By early 2025, most of it was gone.
Meta dismantled its DEI programmes. Google scaled back diversity hiring targets. Amazon quietly shelved inclusion initiatives. Corporate America didn’t just retreat from DEI — it sprinted. The same companies that had competed to demonstrate their commitment now competed to demonstrate their distance.
The speed was the tell. You cannot dismantle a genuine conviction in eighteen months. You can dismantle a market position overnight.
The comfortable nonsense was never “diversity matters.” Diversity does matter — the evidence for diverse teams outperforming homogeneous ones under complex conditions is robust. The comfortable nonsense was the belief that corporate America adopted DEI because of the evidence.
They adopted it because George Floyd was murdered on camera and the cultural pressure was unbearable. They dropped it because Donald Trump was elected and the political pressure reversed.
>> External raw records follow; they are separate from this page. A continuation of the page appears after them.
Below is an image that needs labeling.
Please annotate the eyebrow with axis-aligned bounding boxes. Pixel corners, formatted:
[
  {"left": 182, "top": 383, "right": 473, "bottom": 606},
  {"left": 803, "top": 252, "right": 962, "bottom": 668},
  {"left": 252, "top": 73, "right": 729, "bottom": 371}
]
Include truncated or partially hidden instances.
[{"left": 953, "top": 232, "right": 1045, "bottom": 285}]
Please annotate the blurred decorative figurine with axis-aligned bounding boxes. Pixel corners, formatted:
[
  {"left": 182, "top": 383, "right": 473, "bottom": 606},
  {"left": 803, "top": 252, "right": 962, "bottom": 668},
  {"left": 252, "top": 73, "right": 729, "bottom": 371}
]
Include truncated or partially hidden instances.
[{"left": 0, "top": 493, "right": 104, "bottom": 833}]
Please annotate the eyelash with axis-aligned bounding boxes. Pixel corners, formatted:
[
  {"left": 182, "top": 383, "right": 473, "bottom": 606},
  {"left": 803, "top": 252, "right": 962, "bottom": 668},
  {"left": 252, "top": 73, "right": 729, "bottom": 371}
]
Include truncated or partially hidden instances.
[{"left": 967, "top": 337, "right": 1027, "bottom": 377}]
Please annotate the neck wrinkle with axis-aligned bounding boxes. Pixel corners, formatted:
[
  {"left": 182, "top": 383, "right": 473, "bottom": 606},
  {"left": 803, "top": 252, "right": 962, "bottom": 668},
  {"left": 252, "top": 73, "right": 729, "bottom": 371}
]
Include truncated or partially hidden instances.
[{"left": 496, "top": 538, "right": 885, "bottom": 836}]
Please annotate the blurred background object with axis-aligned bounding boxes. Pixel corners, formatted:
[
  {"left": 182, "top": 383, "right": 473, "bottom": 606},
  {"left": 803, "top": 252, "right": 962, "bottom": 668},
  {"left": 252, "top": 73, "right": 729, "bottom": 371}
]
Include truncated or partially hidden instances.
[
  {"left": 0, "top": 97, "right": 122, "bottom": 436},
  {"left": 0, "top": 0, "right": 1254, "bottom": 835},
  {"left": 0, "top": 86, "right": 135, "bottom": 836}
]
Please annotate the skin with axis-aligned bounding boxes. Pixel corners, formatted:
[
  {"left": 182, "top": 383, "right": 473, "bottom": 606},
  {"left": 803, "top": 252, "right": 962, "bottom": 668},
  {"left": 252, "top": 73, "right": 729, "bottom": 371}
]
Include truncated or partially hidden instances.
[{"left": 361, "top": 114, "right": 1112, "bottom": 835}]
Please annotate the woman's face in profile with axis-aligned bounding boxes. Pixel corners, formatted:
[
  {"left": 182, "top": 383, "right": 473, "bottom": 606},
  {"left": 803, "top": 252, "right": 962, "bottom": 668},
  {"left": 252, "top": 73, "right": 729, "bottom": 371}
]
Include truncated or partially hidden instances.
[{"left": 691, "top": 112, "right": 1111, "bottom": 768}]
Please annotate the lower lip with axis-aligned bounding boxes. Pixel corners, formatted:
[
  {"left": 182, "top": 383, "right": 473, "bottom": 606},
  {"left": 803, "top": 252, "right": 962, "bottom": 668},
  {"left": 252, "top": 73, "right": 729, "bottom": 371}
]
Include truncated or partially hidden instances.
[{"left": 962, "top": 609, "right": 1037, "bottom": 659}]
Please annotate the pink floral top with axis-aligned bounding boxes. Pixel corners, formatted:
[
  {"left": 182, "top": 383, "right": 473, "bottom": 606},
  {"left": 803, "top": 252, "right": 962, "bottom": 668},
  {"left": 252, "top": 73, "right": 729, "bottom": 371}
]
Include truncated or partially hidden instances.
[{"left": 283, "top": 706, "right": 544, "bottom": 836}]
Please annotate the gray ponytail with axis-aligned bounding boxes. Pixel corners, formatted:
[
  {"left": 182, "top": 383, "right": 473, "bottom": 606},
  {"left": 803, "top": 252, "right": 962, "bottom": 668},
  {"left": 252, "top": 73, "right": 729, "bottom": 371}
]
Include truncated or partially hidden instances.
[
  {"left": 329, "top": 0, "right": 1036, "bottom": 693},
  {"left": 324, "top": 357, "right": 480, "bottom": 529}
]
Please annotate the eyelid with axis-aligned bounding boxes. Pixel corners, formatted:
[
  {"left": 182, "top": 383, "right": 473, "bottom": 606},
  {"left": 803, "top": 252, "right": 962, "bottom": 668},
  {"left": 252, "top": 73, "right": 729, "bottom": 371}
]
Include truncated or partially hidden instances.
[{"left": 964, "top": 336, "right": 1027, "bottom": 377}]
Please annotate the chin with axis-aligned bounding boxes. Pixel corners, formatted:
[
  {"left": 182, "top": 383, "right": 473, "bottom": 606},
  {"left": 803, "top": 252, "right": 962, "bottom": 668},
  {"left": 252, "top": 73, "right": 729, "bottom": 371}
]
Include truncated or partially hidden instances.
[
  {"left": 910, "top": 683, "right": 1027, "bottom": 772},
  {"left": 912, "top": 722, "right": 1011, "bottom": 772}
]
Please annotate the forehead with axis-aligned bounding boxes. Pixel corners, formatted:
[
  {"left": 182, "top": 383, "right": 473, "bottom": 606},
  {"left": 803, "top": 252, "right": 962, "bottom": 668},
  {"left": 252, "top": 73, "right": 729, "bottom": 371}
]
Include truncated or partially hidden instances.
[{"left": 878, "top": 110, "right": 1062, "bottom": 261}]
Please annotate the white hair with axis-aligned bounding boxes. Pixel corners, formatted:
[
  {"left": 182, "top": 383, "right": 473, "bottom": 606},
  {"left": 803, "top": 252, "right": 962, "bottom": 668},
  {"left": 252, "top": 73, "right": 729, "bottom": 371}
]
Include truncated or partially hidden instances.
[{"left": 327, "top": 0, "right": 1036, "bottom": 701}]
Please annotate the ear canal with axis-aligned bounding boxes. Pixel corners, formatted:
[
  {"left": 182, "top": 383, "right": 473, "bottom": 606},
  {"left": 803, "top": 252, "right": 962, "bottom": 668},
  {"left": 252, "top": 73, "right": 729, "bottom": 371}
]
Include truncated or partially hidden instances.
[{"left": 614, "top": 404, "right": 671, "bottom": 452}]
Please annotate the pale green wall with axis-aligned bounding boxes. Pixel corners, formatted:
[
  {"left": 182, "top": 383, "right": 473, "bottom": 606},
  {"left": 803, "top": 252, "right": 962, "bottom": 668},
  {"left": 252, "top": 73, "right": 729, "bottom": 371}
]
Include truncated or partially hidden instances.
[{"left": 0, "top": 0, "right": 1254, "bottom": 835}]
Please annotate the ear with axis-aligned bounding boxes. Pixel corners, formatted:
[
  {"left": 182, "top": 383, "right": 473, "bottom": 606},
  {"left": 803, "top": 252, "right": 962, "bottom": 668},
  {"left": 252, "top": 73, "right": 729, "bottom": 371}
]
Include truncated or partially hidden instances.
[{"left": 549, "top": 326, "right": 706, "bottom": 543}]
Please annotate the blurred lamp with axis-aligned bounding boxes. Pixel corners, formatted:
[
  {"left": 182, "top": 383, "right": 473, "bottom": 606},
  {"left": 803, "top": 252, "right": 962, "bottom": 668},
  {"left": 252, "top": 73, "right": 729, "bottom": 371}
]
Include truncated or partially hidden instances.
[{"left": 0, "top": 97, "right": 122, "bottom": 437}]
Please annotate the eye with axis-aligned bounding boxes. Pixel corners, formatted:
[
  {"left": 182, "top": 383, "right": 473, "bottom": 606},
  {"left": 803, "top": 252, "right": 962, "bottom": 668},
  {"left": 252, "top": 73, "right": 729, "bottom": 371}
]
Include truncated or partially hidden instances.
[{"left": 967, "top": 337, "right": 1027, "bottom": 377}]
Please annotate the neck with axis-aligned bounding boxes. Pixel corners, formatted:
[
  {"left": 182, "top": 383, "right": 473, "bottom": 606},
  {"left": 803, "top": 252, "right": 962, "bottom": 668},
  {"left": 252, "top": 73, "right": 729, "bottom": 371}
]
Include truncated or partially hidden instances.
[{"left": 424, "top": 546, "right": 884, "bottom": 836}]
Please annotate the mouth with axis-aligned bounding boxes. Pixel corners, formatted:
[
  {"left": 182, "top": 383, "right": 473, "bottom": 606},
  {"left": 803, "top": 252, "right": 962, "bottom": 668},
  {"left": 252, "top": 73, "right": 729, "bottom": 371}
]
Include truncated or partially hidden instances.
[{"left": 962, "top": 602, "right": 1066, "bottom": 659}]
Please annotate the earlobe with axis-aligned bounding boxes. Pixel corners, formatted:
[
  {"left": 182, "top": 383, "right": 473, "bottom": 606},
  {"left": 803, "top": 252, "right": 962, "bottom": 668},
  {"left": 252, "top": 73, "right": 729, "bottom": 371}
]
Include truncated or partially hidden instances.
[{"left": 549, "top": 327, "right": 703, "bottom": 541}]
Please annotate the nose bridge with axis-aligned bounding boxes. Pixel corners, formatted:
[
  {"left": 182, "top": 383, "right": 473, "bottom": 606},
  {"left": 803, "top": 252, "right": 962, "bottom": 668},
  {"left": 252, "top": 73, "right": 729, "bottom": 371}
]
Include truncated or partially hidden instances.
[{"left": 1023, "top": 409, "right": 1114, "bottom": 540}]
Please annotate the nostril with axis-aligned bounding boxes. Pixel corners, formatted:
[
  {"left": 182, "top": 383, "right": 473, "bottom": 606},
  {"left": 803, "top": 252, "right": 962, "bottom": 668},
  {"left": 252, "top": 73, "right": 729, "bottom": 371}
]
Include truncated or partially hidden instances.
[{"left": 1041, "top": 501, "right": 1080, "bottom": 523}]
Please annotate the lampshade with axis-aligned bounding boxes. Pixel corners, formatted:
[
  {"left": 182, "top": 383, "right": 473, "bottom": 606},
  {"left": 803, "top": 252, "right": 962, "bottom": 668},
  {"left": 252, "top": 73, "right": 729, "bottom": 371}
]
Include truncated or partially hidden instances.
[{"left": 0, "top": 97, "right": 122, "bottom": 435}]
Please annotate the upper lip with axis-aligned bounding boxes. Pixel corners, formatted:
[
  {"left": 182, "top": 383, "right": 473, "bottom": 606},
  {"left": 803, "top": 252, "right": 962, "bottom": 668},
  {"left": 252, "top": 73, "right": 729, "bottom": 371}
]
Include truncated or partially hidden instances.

The behaviour was identical in both directions: organisations protecting themselves from the dominant force of the moment.
This is the protection problem at cultural scale. The same dynamic that makes a leader agree in the meeting and undermine in the corridor makes a corporation pledge in the press release and retreat in the quarterly review. Protection doesn’t have values. It has calculations. And the calculation changed.
What was lost in the retreat is not what most people think. The programmes were mostly theatre anyway — unconscious bias training that multiple meta-analyses showed had no lasting impact on behaviour, diversity targets that changed the numbers without changing the culture, inclusion workshops that made people feel they were doing something while the power structures remained untouched.
What was lost was the permission to name the problem. Before 2020, it was difficult to talk about systemic exclusion in corporate settings. After 2020, there was a brief window. After 2025, the window closed harder than before. Not because the exclusion disappeared. Because the language for describing it became politically dangerous.
The conspiracy of silence around inclusion is now deeper than it was before the corporate world pretended to care. The people who were told their experience mattered have now been told, through action rather than words, that it mattered temporarily and conditionally.